So, it’s not for the mom-and-pop coffee shop?

Thompson: It’s where you are most frequently visiting.

Let’s talk about the competition. There’s American Express, Visa, MasterCard, Google and others, like Square, all coming up with different mobile payment strategies.

Thompson: I love it! I actually do!

It reinforces that the opportunity is big. I find it humorous that they find it a novelty. It wasn’t long ago — after all these years of them saying that no one needed a [digital] wallet — that they are saying that the wallet is now important and we better have one.

Besides, this is not unique to PayPal, but we play better the more sophisticated the competitor is. It’s remarkable how competitive our organization is.

Other payment providers are rolling out wallet technology for the chance to offer coupons or offers to the consumers — which could be a lucrative local advertising strategy. Will you be doing the same?

Thompson: In subsequent releases, merchants will be able to do things in the wallet, like offer coupons, but it is not our intention to compete in offers. We are doing payments.

I talked to a major retailer recently that said they’d find it a conflict if the payments provider offered discounts, rather than the retailer being the one to own the relationship with the consumer.

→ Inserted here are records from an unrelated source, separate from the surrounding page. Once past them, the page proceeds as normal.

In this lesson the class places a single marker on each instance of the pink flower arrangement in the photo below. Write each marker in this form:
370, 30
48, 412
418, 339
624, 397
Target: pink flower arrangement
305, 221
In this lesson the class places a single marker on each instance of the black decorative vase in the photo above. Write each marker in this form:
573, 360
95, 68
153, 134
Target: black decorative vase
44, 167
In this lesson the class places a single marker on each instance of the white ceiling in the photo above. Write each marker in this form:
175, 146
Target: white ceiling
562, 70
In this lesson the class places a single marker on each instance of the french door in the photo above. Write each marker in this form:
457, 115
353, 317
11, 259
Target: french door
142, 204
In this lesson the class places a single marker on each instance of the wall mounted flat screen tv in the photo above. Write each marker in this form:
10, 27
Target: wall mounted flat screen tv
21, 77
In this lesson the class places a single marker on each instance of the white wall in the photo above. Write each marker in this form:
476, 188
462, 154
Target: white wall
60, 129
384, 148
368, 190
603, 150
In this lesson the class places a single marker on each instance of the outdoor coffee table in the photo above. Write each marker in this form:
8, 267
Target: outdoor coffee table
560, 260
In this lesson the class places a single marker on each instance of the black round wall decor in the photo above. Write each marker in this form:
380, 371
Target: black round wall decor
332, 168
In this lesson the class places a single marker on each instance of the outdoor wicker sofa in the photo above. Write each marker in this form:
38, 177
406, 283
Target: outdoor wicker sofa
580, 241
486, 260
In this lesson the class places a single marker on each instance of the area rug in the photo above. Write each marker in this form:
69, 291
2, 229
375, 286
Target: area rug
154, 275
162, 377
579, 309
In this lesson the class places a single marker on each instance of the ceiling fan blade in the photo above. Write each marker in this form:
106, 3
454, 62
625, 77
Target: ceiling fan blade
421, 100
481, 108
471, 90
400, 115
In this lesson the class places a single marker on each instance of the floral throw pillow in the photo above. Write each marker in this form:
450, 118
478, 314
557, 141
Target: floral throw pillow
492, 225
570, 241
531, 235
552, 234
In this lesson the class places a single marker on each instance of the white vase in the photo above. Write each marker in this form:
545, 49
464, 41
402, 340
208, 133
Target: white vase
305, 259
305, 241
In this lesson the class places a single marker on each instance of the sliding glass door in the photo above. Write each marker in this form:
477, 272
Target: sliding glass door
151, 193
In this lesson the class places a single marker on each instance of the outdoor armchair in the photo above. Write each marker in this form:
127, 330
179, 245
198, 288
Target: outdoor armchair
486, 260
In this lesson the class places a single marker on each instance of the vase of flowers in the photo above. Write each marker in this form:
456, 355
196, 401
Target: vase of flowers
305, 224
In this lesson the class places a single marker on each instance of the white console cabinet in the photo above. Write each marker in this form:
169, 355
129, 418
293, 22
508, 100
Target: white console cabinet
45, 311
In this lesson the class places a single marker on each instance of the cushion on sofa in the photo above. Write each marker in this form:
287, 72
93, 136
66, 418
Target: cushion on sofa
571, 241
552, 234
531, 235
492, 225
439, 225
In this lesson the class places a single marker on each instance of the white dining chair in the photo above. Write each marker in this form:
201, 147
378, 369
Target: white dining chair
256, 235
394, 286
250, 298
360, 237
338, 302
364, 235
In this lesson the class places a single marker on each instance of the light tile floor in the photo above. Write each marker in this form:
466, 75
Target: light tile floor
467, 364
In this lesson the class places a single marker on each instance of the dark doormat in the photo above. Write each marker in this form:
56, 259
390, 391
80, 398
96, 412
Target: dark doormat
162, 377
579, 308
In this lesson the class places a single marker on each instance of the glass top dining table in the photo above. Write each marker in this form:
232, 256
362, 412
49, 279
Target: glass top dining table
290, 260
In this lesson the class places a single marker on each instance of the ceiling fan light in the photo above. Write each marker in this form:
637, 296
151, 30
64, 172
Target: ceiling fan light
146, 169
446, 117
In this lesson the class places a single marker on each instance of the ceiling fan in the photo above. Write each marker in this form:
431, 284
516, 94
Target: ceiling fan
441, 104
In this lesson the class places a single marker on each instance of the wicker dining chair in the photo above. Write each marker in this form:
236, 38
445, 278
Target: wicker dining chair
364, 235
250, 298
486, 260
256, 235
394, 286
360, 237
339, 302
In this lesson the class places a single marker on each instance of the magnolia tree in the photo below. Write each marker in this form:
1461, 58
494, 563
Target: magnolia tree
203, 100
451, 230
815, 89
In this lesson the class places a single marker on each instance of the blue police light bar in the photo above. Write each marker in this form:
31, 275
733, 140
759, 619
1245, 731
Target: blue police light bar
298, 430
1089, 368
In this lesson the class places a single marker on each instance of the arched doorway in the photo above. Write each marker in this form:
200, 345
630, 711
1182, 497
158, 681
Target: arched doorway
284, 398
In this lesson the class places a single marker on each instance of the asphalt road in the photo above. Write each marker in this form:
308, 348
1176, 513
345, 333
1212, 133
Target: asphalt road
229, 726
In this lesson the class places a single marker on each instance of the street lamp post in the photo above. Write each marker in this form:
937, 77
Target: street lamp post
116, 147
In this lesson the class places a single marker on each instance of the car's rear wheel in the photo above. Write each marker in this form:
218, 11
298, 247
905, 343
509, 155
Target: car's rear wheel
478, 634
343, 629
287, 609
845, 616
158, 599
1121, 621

Thompson: That’s where we are different. The others are about coupons and advertising. We are about payments. That’s where 110 percent of our focus is. I believe we have this right. This will be a really big phenomenon in the multichannel world. We are in the business to help merchants grow their business. We are not trying to take the customer relationship away from them.

If we do our job right, all of our businesses will grow.